What good is learning a foreign language? That question, asked with neither flippant nor ethnocentric intent, was put to the University of Vermont Faculty Senate, who voted Monday to change the university's entrance requirements to allow American Sign Language (ASL) to count as a second language.
The measure brings UVM's admission standards in line with a bill passed by the 2002 Legislature and signed into law in May, which requires Vermont's secondary schools to accept ASL for foreign language credits. Thirty-three other state legislatures have passed similar laws recognizing ASL as a language that should be taught in public schools.

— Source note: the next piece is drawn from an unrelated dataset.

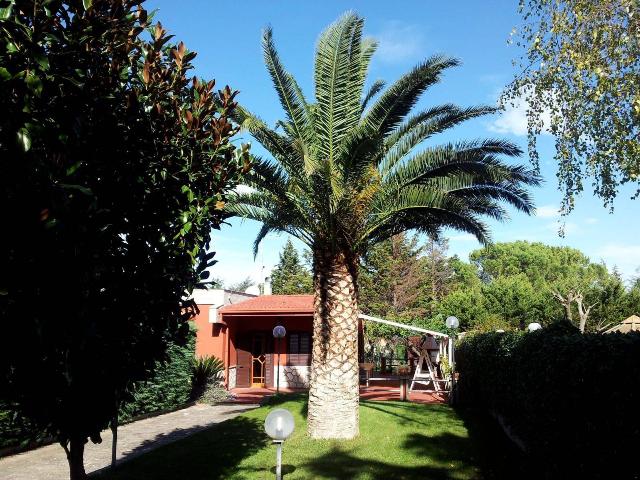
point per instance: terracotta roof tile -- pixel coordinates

Currently, UVM requires incoming freshmen to have completed at least two years of the same foreign language in high school. Many professors who sided both for and against the measure acknowledge that ASL qualifies as a distinct language with its own grammar, syntax and symbols, and is not merely a variant of spoken and written English. A major bone of contention, however, was whether the university should recognize ASL as a "foreign" language that gives students insight into a culture different from their own.
Some supporters of the change argued that the American deaf community qualifies as a distinct culture with its own customs, literature, folklore, humor, poetry and so on. Opponents maintained that hearing-impaired Americans merely occupy a subculture of mainstream American society without a significant body of literature comparable to other foreign languages like German or French.
"What the College of Arts and Science gave us as an institution was the notion that students at the University of Vermont would come in already able to read a sentence in physics, in chemistry, in philosophy, in history, in some other language besides English," said Philip Ambrose, a classics professor who voted against the proposal.
"I am very fond of ASL. I have driven myself half batty trying to learn it. It is very difficult," Ambrose added. "[But] English is not included amongst the options for foreign languages taught at Gallaudet University [for the deaf in Washington, D.C.]."
Acknowledging such concerns, the Student Affairs Committee, which brought the motion, chose to call ASL a "second," rather than a "foreign" language.
Several professors made the case that cultural insights can be gained through avenues other than learning a language, such as studying history or anthropology. Others asked whether cultural insight is the sole benefit of studying a foreign language.
"To what extent does the challenge of understanding a different language structure, different linguistic concepts embedded in learning another language, increase a student's ability to think critically and look from different perspectives?" asked Sherwood Smith, an assistant professor of integrated professional studies who speaks both Spanish and Swahili. "I would at least argue that from my limited knowledge of ASL that it is very challenging and... does serve the same purpose as foreign language study."
But others maintain that learning the languages of other nations helps keep Americans from becoming culturally solipsistic.
"Certainly ASL is a language, and if the goal is to have people study a language simply to understand how language systems work then ASL is like anything else," said Donna Kuizenga, associate dean of the College of Arts and Sciences. In an interview prior to the meeting, Kuizenga took no position on the ASL motion. "If the goal is to create international awareness and to get people out of thinking that the United States and its culture and problems are the only things driving the world, then there's a reason to have a foreign language."
Since 1994 UVM students have not needed to take a foreign language in order to graduate -- the requirement was dropped for budgetary reasons. Although foreign language enrollments declined precipitously following that decision, Kuizenga said they have been on the rise ever since. That trend is also reflected in foreign language enrollments in public high schools nationwide, according to the American Council on the Teaching of Foreign Languages. From a low of 22.6 percent in 1982, foreign language enrollments have nearly doubled.
On the other side of the debate is the rising prominence of ASL, which is now the fourth most commonly used language in the United State and Canada. Nevertheless, the Gallaudet Research Institute found recently that in families with a deaf or hard-of-hearing member, more than 70 percent still do not sign regularly in the household.
"What you have are two laudable goals occupying the same space and that leads to some confusion," says Kuizenga, whose area of expertise is 17th-century French novels. "It is certainly important to be sensitive to the perspectives and concerns of minority communities within the United States. It seems that it is equally important for people to look beyond what is often called American exceptionalism.